FINDINGS: The Second Division of the Adjustment Board, upon the whole record and all the evidence, finds that:
The carrier or carriers and the employe or employes involved in this dispute are respectively carrier and employe within the meaning of the Railway Labor Act as approved June 21, 1934.
This Division of the Adjustment Board has jurisdiction over the dispute involved herein.
The Division finds that those claims alleging that signal crews improperly performed work belonging to electricians on January 16, 17, 19 and 24, 1962 are not well founded. The Division is of the opinion that a reasonable construction of Rule 72, defining the work of linesmen, is suggestive of the conclusion that signalmen may at times perform duties similar if not identical to those of linesmen. The Rule specifically states that if a signal maintainer spends 50% or more of his time doing the work of a linesman, he is considered a linesman. Such language tends to negative the conclusion that members of the electricians craft exclusively perform the work described in Rule 71 and 72.

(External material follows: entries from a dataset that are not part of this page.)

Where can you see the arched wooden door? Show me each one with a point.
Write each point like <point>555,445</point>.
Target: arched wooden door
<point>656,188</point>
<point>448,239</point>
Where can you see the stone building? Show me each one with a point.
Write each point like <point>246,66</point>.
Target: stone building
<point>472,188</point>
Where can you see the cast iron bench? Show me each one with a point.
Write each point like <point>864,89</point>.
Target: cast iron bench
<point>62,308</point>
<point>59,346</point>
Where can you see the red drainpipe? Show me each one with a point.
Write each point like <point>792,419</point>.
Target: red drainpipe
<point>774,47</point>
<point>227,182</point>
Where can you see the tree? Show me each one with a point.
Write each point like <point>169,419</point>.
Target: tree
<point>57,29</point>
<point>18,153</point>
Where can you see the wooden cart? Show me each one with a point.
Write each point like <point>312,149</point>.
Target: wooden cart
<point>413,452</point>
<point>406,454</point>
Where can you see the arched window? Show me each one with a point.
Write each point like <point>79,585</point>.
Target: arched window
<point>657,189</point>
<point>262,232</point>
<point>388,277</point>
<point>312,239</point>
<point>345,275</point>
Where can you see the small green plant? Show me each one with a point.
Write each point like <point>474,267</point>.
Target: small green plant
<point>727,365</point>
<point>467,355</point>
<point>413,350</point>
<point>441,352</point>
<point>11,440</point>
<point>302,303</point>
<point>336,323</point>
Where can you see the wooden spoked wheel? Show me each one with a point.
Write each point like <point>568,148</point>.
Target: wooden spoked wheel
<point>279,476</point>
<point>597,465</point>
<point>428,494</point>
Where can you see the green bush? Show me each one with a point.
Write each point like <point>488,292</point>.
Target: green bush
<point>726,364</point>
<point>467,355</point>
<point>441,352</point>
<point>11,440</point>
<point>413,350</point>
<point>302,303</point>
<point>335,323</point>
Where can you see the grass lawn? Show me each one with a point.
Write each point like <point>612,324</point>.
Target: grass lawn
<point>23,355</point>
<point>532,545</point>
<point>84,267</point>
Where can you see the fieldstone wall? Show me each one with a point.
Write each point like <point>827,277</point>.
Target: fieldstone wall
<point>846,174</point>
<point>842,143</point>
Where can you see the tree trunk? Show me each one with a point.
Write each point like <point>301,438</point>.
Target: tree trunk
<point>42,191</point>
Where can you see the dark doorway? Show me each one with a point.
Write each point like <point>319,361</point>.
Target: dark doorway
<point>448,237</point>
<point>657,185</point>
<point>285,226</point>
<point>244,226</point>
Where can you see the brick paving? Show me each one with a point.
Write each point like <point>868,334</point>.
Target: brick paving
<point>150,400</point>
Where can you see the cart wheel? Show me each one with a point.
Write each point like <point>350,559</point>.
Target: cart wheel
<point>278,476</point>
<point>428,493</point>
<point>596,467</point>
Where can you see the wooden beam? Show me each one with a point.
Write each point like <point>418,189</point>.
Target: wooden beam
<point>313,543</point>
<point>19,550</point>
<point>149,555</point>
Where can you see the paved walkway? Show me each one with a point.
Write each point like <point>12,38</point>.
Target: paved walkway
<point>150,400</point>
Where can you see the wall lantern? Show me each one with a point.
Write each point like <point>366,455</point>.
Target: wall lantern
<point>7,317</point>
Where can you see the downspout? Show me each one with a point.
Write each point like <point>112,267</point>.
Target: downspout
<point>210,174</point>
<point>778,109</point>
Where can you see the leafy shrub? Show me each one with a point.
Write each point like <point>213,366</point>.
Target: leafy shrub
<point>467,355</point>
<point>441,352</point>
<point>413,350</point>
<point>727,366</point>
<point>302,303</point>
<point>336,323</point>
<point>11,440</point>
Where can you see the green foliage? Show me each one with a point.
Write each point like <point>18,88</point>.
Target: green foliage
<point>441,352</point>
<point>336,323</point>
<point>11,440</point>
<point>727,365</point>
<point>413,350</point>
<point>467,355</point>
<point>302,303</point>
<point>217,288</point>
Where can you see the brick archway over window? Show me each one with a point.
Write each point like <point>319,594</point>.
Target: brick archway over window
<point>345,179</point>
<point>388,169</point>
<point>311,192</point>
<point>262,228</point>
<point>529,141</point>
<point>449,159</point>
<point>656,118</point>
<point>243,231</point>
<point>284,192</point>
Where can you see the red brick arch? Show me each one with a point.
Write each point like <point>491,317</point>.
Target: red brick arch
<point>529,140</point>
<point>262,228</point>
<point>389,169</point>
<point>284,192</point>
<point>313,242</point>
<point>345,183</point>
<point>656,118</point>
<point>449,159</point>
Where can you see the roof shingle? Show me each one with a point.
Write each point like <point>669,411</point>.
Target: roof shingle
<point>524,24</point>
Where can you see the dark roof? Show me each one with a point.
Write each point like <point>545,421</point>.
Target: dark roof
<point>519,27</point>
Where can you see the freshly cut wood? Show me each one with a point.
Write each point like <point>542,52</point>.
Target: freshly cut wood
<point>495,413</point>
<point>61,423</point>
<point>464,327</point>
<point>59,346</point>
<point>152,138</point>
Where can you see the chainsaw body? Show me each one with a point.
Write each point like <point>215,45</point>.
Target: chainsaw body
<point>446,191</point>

The record contains clear and specific statements from the Carrier as to the dates, the poles dug and the specific amount of signal wire attached to each pole as well as the statement that a signal crew worked along side of the linesmen but they only worked on signal equipment and not on communication wires. The Carrier admits that the signal crew, at the request of the linesman, assisted him in setting and handling poles to which were attached both signal and communication wires. The Organization's statement on this subject matter was much more general than the Carrier's.
In view of the language of Rule 72, and the fact that the signal crew on the aforementioned days handled poles containing both signal and communication equipment, but only worked on signal wires attached to the poles, the Division cannot find that the contractual province of the claimants was invaded.
The Division had more difficulty resolving the claim for work done on January 25, 1962, because the Carrier admitted that the signal crew handled poles which contained no signal wires but did contain communication equip- 4491-7 578
ment. Nevertheless, the persuasive force of the language of Rule 72 and the Carrier's allegation, which was not successfully rebutted, that the handling of poles on this property was not the exclusive work of the electricians' organization, give the Division little recourse but to deny the claim in the absence of additional evidence.
The Division further finds that Foreman Claimant Vallard is not a proper claimant because as a supervisor he is not working under the terms and conditions of the cognizant agreement, and, therefore, he cannot validly file and enforce any claims thereunder.